Computer Science XI

Generation of Computers

 The evolution of electronic computers over a period of time can be traced effectively by dividing this period into various generations. Each generation is characterized by a major technological development that fundamentally changed the way computers operated. These helped to develop smaller, cheaper, powerful, efficient and reliable devices. Now you could read about each generation and the developments that led to the current devices that we use today.

First Generation - 1940-1956: Vacuum Tubes The first generation of computers used vacuum tubes for circuitry and magnetic drums for memory. They were large in size, occupied a lot of space and produced enormous heat. They were very expensive to operate and consumed large amount of electricity. Sometimes the heat generated caused the computer to malfunction. First generation computers operated only on machine language. Input was based on punched cards and paper tape, and output was displayed on printouts. First generation computers could solve only one problem at a time.
The Universal Automatic Computer (UNIVAC) and the Electronic Numerical Integrator And Calculator (ENIAC) are classic examples of first-generation computing devices.

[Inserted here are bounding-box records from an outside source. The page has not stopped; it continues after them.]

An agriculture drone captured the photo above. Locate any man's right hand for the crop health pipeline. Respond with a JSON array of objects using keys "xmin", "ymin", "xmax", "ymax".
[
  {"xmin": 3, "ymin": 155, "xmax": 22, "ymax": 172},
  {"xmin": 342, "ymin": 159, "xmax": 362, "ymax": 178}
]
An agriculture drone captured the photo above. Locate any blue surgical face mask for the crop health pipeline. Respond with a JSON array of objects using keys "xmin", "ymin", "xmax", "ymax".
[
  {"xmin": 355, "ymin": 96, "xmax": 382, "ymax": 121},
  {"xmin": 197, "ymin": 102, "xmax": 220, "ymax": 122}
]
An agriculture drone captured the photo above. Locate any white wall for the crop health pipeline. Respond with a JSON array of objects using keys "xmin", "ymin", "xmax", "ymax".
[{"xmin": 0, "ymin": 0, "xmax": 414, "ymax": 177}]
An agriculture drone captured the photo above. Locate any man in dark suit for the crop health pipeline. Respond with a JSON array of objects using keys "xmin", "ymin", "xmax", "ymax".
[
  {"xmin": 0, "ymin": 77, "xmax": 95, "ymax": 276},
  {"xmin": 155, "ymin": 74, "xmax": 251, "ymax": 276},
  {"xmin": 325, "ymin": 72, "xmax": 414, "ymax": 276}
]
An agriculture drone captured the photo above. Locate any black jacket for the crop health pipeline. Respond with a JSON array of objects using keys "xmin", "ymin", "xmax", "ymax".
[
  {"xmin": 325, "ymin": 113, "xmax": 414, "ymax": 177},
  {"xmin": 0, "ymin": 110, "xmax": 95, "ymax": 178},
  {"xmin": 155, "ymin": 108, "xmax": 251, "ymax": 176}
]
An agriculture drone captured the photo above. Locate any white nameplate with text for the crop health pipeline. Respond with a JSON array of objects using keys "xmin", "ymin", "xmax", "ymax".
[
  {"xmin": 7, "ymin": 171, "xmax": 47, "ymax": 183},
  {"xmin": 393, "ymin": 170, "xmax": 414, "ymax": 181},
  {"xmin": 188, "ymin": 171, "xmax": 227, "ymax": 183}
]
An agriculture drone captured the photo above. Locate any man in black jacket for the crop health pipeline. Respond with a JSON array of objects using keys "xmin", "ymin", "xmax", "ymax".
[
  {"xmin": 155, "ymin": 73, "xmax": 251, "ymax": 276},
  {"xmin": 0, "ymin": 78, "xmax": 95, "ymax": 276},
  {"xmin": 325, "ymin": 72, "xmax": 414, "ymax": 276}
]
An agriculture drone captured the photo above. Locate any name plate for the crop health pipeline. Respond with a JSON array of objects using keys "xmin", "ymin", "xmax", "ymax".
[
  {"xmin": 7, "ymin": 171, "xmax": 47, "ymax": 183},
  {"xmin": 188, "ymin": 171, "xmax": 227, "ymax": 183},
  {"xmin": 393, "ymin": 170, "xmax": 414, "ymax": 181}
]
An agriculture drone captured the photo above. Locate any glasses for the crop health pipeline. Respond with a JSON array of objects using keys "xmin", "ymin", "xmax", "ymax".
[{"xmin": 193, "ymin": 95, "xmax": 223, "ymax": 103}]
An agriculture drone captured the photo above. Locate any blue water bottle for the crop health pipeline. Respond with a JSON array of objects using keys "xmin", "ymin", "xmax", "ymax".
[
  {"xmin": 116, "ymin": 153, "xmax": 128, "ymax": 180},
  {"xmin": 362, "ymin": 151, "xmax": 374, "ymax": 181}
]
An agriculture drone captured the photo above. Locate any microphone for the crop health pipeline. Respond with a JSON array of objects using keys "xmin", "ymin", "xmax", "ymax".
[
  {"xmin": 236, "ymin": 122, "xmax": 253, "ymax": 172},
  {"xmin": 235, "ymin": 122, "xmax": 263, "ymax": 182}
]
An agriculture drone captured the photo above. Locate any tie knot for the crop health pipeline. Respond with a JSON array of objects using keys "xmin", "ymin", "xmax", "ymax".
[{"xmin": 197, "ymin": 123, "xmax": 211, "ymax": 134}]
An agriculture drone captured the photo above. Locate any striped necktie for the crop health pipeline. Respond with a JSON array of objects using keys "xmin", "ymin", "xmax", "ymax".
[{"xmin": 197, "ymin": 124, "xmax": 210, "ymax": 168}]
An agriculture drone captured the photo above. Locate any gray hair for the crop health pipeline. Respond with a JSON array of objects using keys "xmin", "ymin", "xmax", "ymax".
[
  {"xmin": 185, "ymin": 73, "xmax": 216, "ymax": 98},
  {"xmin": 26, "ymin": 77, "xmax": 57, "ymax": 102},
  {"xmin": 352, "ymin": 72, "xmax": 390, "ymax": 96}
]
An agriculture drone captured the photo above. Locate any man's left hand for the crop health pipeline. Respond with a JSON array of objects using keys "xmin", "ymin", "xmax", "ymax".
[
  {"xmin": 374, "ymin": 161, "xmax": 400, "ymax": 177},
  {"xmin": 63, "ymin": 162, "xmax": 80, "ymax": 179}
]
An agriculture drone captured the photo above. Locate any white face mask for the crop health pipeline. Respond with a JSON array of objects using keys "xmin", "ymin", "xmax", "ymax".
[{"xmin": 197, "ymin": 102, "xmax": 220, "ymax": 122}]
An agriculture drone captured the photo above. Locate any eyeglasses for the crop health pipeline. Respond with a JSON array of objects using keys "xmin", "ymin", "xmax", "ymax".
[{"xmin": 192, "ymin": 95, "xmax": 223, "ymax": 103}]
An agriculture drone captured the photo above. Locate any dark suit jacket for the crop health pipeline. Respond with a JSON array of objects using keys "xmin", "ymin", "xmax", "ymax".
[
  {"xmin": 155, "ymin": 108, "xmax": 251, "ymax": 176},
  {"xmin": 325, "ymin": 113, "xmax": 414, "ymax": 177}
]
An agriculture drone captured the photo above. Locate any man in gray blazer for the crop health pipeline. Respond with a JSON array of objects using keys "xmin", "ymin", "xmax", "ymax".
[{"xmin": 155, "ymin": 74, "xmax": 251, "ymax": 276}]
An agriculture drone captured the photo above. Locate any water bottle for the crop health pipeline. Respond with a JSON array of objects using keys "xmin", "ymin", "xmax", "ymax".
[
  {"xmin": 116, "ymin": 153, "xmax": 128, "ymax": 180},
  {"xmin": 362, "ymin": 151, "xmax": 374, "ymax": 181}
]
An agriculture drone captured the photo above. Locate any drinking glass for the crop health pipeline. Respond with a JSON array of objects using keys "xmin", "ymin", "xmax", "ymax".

Second Generation - 1956-1963: Transistors The second generation of computers witnessed the vacuum tubes being replaced by transistors. The transistor was far superior to the vacuum tube, allowing computers to become smaller, faster, cheaper, energy-efficient and more reliable than their first-generation counter parts. The transistors also generated considerable heat that sometimes caused the computer to malfunction. But it was a vast improvement over the vacuum tube. Second-generation computers used punched cards for input and printouts for output.
 Second-generation computers moved from the use of machine language to assembly languages, which allowed programmers to specify instructions in words. High-level programming languages were also being developed at this time, such as early versions of COBOL and FORTRAN. The computers stored their instructions in their memory, which moved from a magnetic drum to magnetic core technology.

Third Generation - 1964-1971 : Integrated Circuits The development of the integrated circuit left its mark in the third generation of computers. Transistors were made smaller in size and placed on silicon chips, which dramatically increased the speed and efficiency of computers.
In this generation, keyboards and monitors were used instead of punched cards and printouts. The computers were interfaced with an operating system which allowed to solve many problems at a time.

Fourth Generation - 1971-Present : Microprocessors The microprocessor brought forth the fourth generation of computers, as thousands of integrated circuits were built onto a single silicon chip. As these small computers became more powerful, they could be linked together to form networks, which eventually led to the development of the Internet.

Fifth Generation - Present and Beyond: Artificial Intelligence Fifth generation computing devices, based on artificial intelligence, are still in their developmental stage. Fifth generation computers will come close to bridging the gap between computing and thinking.